目次から地図を作る
読む前に決める
目次と見出しで、文章の組み立て方を先につかむ
どんな技?
目次と見出しを並べて、その文章がどの型で組まれているかを見抜きます。対比・原因と結果・列挙のどれに当てはまるかを章ごとに決め、関係を線でつないだ一枚の図にします。全体をざっと見る下読みとは別で、こちらは文章の骨組みだけを取り出します。型が切り替わる箇所が、そのまま話の切れ目になります。目次の言葉だけで足りないときは、節の見出しまで下ろします。
なぜ効くのか
型が見えると、次に何が来るかの予想が立ちます。ばらばらだった見出しが関係のある塊になるので、抱える数が減ってチャンクとして扱えます。説明文の型を教えると読解が上がる向きの結果がメタ分析で出ており、効果が大きいのは複数の型を教える場合でした。書く作業を混ぜる条件でも、同じ向きに動いています。予想が外れた章は、そこだけ丁寧に読む目安になります。
やり方
まず型を3つだけ覚えます。次に目次を写し、章ごとに型の名前を1分ほどで書き添えます。最後に矢印でつなぎ、関係の名前を線の上に書くところまで進めます。手つきは関係を図にすると同じで、見るだけより書いたほうが残ります。慣れるまでは一冊に数回やり直すので、時間に余裕のある本から始めます。図は一枚に収め、書き直す前提で作ります。
はまりどころ
メタ分析の対象は小学2年から高校3年で、大人が仕事の文書でやった場合は確かめられていません。比較の相手が強い指導だと、差は小さくなっています。離れた場面への学びの転移も小さいと報告されており、目次を見るだけで理解が変わる話ではありません。型の名前が身につくまでは手間のほうが大きいので、短い文書には向きません。
確かめられ方
Hebert らが2016年に行ったメタ分析が、説明文の構造指導で読解が上がるとまとめています。ただし対象は小2から高3の45研究で、材料は学校で使う説明文です。Bogaerds-Hazenberg らの2021年の検討も向きは同じですが、比較相手が強い指導だと効果は小さく、大人の実務文書までは調べられていません。
解説動画(海外・英語): The 5 Types of Text Structure | Educational Rap for Language Arts Students/Flocabulary
型は五つしかない: 説明の文章は建物と同じで、骨組みが通っていないと立ちません。読むときにその書き方の型が見えてくると言い、主な型を五つに絞って順に見せていきます。歌に乗せた授業向けの教材で、例にはピサの斜塔を使い続けます。型を見つけてしまえば、その文章は込み入って見えなくなるというのが、全体を通した言い方です。
説明と、順に並べる: 一つ目は説明の型で、話題とその特徴を描きます。「たとえば」「〜のような」といった言葉と、細かい記述や形を言う語が並び、斜塔がイタリアにあり四度傾いていると述べる箇所がその例です。二つ目は順序の型で、出来事を古いほうから新しいほうへ置きます。年号と、次に・それから・まず・第二に・第三にといった語が目印になります。
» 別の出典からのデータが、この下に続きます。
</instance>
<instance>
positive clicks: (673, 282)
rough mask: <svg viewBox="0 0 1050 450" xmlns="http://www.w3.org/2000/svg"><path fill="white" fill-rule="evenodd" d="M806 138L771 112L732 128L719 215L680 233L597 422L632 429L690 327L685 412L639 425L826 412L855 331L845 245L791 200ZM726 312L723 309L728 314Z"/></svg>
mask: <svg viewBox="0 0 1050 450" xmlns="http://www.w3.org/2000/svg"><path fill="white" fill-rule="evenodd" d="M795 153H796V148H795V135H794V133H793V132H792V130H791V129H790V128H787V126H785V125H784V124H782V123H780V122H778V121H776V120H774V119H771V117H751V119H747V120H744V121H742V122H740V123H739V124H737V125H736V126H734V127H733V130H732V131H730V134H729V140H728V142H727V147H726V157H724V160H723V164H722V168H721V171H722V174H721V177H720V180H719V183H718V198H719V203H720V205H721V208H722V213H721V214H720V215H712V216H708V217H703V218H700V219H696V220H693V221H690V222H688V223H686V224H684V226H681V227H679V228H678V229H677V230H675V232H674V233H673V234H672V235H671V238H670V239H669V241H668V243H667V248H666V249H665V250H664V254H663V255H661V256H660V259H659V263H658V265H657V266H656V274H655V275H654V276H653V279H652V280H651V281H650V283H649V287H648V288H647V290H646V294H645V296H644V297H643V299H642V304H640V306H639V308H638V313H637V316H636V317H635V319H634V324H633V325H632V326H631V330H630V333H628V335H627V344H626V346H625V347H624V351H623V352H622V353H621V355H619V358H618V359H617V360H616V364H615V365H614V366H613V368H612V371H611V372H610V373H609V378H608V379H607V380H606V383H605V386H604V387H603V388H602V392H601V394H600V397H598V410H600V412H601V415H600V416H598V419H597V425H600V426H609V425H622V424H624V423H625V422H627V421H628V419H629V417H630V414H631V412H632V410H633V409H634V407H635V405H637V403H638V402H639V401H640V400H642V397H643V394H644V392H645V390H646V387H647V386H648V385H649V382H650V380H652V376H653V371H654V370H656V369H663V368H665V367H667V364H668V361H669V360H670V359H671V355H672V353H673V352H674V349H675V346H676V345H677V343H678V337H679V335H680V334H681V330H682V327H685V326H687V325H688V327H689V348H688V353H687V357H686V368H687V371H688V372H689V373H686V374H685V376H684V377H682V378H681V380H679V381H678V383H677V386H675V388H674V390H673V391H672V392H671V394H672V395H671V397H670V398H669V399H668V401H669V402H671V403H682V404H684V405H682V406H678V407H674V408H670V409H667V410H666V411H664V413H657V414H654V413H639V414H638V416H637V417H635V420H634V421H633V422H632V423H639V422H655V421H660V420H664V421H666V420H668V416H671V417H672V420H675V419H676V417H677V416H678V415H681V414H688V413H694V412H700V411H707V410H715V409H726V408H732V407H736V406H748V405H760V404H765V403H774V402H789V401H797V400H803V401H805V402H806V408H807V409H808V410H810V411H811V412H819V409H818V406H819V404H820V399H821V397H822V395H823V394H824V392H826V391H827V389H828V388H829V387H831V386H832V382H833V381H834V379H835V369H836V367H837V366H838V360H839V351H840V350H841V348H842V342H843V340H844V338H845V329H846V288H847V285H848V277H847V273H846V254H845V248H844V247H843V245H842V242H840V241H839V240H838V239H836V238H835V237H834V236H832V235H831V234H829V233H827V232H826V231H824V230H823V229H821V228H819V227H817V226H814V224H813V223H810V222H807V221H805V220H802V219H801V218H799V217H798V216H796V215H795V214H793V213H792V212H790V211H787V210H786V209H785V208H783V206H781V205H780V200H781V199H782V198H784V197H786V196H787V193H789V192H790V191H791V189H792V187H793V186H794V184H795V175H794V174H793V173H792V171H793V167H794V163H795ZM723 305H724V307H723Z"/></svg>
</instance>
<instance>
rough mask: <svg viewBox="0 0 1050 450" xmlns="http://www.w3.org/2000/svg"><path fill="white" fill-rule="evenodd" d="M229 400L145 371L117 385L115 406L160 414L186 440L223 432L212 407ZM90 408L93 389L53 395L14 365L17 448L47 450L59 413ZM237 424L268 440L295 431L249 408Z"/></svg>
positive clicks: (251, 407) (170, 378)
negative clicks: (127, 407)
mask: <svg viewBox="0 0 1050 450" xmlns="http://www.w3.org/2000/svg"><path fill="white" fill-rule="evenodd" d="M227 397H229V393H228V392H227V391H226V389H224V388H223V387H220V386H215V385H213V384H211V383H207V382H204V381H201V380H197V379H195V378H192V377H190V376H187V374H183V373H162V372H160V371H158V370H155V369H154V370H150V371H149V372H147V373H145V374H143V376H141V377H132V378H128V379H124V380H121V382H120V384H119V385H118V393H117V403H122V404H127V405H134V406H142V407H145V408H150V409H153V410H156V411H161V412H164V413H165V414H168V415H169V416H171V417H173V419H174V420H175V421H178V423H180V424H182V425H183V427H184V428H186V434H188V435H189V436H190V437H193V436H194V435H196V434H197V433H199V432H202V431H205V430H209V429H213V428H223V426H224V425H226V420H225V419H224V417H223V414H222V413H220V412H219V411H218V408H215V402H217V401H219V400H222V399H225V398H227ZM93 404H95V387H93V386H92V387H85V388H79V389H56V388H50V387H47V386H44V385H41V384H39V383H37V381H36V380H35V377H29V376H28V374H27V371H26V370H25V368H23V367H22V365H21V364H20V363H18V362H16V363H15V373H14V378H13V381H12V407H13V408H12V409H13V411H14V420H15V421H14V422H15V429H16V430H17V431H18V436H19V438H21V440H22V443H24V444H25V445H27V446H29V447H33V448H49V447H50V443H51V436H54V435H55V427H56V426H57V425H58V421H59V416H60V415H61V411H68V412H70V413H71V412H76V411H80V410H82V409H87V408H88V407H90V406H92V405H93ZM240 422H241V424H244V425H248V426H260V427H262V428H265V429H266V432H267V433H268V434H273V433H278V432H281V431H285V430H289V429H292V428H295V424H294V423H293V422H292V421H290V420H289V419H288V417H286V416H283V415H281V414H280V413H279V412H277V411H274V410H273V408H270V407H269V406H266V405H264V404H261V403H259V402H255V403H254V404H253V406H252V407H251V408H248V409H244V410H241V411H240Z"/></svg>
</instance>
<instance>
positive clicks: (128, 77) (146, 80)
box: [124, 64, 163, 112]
原因と結果: 三つ目は原因と結果の型で、何が起きたかと、なぜ起きたかを書き手が示します。柔らかい地盤のせいで塔が均等に沈まなかった、支えようと階を足したがその重みでかえって傾きが増した——という運びがその形です。目印になるのは、〜のせいで・〜以来・もし〜ならばといった理由をつなぐ言葉で、これが出てきたら原因と結果を探します。
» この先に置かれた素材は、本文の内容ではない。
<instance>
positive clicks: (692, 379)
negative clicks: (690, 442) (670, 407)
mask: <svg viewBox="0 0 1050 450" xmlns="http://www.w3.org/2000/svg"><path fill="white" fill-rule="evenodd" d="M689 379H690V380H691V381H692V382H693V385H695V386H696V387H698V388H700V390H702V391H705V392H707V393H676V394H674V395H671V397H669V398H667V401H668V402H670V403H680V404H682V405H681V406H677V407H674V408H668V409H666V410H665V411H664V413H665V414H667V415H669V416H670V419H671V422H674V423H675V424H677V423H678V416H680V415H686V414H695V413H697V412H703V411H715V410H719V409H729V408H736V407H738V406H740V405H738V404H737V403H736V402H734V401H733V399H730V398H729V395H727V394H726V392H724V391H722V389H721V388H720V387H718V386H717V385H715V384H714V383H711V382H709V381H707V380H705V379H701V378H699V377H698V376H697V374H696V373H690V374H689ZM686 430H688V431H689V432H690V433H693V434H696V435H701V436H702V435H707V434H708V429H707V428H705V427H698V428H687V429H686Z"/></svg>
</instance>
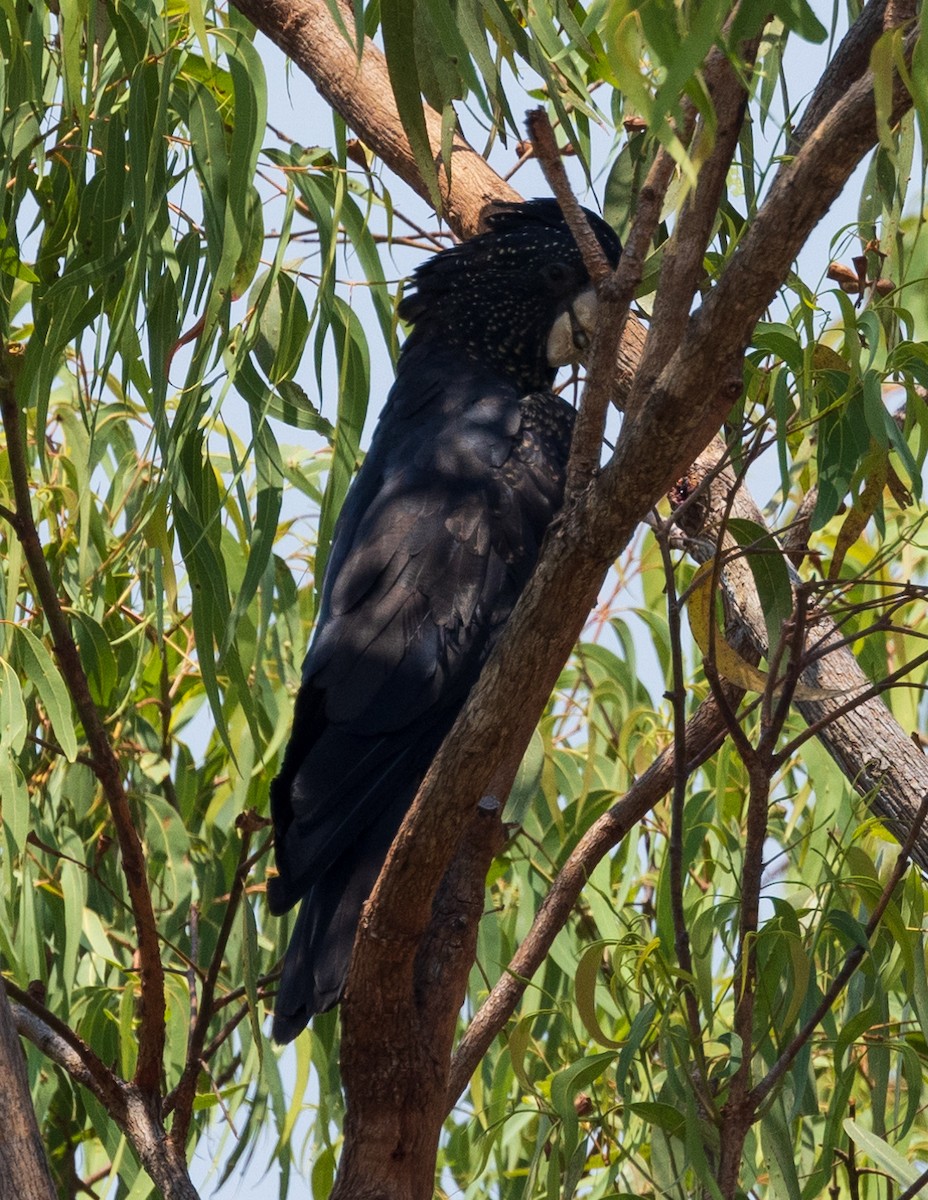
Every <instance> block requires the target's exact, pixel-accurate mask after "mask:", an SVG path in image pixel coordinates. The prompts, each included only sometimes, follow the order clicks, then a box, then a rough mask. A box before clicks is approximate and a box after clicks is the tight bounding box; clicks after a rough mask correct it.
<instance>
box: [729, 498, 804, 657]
mask: <svg viewBox="0 0 928 1200" xmlns="http://www.w3.org/2000/svg"><path fill="white" fill-rule="evenodd" d="M729 530H730V533H731V535H732V536H734V538H735V540H736V541H737V542H738V545H740V546H742V547H743V550H744V551H746V553H747V559H748V566H749V568H750V574H752V575H753V576H754V584H755V587H756V589H758V595H759V598H760V602H761V607H762V608H764V623H765V625H766V628H767V658H768V659H770V658H771V656H772V655H774V654H776V652H777V647H778V646H779V643H780V638H782V637H783V636H784V629H785V628H786V624H788V622H789V620H790V617H791V616H792V583H791V580H790V571H789V568H788V565H786V559H785V558H784V557H783V551H782V550H780V547H779V545H778V544H777V540H776V538H773V536H772V535H771V534H770V533H768V532H767V530H766V529H765V528H764V527H762V526H759V524H756V523H755V522H754V521H747V520H743V518H741V517H735V518H732V520H731V521H730V522H729Z"/></svg>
問題と解決: 四つ目は問題と解決の型です。書き手がまず困りごとを出し、続けて誰がどう解いたかを述べます。塔の傾きは世紀を追って進み、五度を超えて倒れるのではないかと恐れられた——ここが問題で、下の土を取り除き、上に重りを足して釣り合いを取ったのが解決に当たります。問題・解決・解くといった語自体が目印になると言います。
比べて対照する: 五つ目は比較と対照の型で、同じところと違うところを並べます。目印は「どちらも」と「違う」で、ピサの斜塔とワシントン記念塔を突き合わせる箇所がその例です。どちらも工事が中断した点は同じで、記念塔のほうは南北戦争で止まりました。片方は鐘楼、もう片方は建国の人物を記念するもので、目的は違います。